CBPM Martin Luther King, Jr. Gala award
winners DeArcy McVay and Dorae Saunders.
Photo Credit: Moyé/moyephoto.net
CHARLOTTE — Scores crowded into the Afro-American Cultural Center (AACC) the Saturday after the Martin Luther King, Jr. holiday to celebrate the visionary leader’s life and legacy, and to honor two members of the LGBT/Same-gender loving (SGL) African-American community.

Bishop-elect Tonyia Rawls of the Unity Fellowship Church waited in the wings and happily greeted those who came to participate in the Carolinas Black Pride Movement’s (CBPM) Dr. Martin Luther King, Jr. Community Leadership Honors and Gala Reception.

In her opening invocation, Rawls stressed diversity, unity and strength. She praised her fellow LGBT/SGL brothers and sisters for all their organizing and work in the community. “There were people who said the Charlotte black gay community would never organize because we’d never come out of the closet. Seven years later, here we stand.”

Jermaine Nakia Lee, president of CBPM, addressed the audience and said that the African-American LGBT/SGL community of Charlotte is strong and vibrant.

“There are so many great organizations represented here tonight,” he said. “They’re not ready for us.”

Dorae Saunders, a transgender performer from Columbia, S.C., was honored with the Audre Lorde Community Leadership Award for her national visibility, mentorship and contributions to the South Carolina LGBT community.

“There is nothing like being honored by your peers — getting your flowers while you’re still living you could say,” she said. “I am moved and I am humbled.”

In a short acceptance speech, Saunders challenged the audience to continue their hard work for equality. “When I see each and every one of you I look around and see that Dr. Martin Luther King’s dream is coming true. When I see us, I don’t see color — I see people. I challenge you to go out and show the world that we are a people. We are who we are and it is okay.”

Saunders’ mother, Gwen Wilson, was grateful for her daughter’s award. “This is remarkable,” she said. “This is very special to me, to have my baby honored.”

DeArcy McVay of Charlotte was honored with the Bayard Rustin Community Leadership Award for his impact as a youth mentor and men’s health educator.

McVay, involved as an organizer in the Carolinas “ballroom” scene, is a “Popular Opinion Leader” with d-UP!, a local project that targets young, popular and influential African-American men who have sex with men to disseminate information about HIV throughout the community.
As a Popular Opinion Leader, McVay helps to combat the spread of HIV/AIDS by working to change social norms amongst his friends by having more conversations about safer sex and risk-reduction.

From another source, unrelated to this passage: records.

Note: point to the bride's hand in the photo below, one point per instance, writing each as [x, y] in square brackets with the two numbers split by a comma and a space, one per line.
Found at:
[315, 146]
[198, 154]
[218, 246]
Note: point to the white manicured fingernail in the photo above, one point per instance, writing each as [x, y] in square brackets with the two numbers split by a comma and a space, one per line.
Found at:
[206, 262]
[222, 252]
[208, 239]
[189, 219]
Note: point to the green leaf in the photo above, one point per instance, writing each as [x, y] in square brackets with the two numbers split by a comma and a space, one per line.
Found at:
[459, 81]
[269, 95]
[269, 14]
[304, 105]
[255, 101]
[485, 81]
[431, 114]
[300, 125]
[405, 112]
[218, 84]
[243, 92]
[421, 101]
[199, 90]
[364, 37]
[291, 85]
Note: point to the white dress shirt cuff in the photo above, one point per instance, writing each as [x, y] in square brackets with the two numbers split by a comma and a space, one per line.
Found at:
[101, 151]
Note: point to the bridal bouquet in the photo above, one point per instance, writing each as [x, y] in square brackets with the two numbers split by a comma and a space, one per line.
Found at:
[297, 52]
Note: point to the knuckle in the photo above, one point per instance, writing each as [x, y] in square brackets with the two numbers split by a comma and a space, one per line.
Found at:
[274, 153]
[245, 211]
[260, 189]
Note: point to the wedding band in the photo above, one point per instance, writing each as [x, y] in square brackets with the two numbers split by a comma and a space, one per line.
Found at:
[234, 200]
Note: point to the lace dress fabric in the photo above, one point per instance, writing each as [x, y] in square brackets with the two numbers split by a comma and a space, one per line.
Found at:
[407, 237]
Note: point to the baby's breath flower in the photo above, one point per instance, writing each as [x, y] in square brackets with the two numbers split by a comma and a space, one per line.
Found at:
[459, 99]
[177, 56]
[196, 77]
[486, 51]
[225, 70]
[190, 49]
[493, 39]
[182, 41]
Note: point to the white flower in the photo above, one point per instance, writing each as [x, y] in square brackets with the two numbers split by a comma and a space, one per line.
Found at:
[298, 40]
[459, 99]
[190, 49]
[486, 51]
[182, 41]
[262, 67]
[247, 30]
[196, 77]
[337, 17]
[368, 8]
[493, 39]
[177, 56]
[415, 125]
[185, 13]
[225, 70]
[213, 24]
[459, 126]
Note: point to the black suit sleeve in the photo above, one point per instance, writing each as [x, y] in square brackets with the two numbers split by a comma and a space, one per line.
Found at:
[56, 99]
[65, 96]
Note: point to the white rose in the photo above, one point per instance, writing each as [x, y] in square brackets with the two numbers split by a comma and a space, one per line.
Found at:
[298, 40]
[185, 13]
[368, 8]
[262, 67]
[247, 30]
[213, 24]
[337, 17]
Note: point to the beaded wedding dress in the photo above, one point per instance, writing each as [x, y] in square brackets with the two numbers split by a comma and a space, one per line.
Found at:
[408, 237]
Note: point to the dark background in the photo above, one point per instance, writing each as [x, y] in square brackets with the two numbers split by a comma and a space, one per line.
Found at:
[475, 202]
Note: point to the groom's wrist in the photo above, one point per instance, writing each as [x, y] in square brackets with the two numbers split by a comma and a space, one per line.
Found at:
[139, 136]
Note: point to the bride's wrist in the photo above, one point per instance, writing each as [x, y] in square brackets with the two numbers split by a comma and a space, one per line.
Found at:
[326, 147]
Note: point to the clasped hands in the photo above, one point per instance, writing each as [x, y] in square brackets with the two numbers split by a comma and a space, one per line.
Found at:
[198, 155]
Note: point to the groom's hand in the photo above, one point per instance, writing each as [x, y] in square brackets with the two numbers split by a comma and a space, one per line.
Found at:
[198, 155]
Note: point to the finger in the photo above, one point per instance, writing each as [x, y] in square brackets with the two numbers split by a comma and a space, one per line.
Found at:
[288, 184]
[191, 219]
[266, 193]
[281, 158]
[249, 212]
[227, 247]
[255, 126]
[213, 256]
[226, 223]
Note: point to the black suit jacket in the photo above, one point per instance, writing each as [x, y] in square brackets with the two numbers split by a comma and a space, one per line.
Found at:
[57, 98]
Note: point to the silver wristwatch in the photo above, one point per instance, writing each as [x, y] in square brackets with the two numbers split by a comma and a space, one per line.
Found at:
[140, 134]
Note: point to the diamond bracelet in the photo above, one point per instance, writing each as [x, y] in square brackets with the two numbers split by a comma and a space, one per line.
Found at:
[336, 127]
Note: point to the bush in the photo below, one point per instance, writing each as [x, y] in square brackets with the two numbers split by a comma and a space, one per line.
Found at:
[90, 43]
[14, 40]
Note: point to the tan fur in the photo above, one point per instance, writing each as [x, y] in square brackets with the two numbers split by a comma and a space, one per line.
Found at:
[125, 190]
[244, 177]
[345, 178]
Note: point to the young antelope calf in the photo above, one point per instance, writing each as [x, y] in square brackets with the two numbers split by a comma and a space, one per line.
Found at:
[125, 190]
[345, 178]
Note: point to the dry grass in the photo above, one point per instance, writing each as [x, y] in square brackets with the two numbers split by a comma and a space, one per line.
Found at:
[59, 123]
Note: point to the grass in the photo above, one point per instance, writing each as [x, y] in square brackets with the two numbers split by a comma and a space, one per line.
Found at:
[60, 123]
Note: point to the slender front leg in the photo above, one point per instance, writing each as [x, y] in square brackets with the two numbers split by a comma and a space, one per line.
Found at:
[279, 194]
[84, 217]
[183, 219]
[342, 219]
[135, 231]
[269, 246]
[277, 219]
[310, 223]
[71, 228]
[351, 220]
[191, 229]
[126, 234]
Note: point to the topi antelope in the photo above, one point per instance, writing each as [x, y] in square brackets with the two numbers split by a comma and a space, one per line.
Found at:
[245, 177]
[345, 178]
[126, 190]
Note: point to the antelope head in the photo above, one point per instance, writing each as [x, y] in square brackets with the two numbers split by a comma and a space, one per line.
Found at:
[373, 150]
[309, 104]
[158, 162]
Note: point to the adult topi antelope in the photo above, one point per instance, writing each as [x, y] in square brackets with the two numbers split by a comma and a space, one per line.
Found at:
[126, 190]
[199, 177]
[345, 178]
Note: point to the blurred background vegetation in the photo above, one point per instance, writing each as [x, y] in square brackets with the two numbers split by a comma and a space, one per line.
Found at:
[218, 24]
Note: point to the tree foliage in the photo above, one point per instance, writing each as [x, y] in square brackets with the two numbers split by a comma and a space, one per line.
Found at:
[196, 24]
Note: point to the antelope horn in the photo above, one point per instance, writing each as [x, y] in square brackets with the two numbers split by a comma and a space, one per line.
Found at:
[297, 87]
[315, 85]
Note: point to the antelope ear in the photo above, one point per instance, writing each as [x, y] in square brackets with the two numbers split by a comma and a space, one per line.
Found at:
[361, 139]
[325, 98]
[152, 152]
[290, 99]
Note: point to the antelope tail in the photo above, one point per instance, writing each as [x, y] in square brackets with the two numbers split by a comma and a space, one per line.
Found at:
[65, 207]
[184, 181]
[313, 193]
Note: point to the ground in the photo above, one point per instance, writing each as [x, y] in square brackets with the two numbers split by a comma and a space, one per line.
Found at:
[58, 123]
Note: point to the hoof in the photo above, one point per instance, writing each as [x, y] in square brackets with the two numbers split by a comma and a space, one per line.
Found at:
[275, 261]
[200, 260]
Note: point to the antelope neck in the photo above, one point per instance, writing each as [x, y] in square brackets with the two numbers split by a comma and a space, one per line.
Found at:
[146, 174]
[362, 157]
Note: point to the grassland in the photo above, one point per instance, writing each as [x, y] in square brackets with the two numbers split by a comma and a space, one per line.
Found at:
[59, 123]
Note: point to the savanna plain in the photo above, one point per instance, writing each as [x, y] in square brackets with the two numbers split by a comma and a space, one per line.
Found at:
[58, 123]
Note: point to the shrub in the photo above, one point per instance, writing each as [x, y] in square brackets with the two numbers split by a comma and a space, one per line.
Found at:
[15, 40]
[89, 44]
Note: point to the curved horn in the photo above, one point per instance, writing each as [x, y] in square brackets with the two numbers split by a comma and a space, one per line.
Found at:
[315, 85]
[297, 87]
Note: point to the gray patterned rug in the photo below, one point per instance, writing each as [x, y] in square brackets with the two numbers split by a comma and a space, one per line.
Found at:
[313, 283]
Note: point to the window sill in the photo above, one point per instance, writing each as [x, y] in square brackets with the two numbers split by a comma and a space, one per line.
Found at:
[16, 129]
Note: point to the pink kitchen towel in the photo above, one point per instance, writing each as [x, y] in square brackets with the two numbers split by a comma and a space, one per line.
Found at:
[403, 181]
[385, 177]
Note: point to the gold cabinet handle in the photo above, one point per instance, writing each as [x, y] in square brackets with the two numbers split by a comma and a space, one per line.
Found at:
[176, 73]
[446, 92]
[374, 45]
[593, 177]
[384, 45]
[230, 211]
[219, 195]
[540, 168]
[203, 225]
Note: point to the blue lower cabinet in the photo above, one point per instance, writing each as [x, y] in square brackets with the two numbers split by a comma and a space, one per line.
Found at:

“I appreciate you, I respect you and I admire you. I can think of nobody better to receive this honor,” said Storm Williams, McVay’s longtime friend.

After receiving his award, McVay thanked Metrolina AIDS Project and praised King and Rustin. “They paved the way for me, to express myself.”

After the awards ceremony, audience members viewed the premiere of a short documentary on d-UP! in the AACC’s Attic Theater.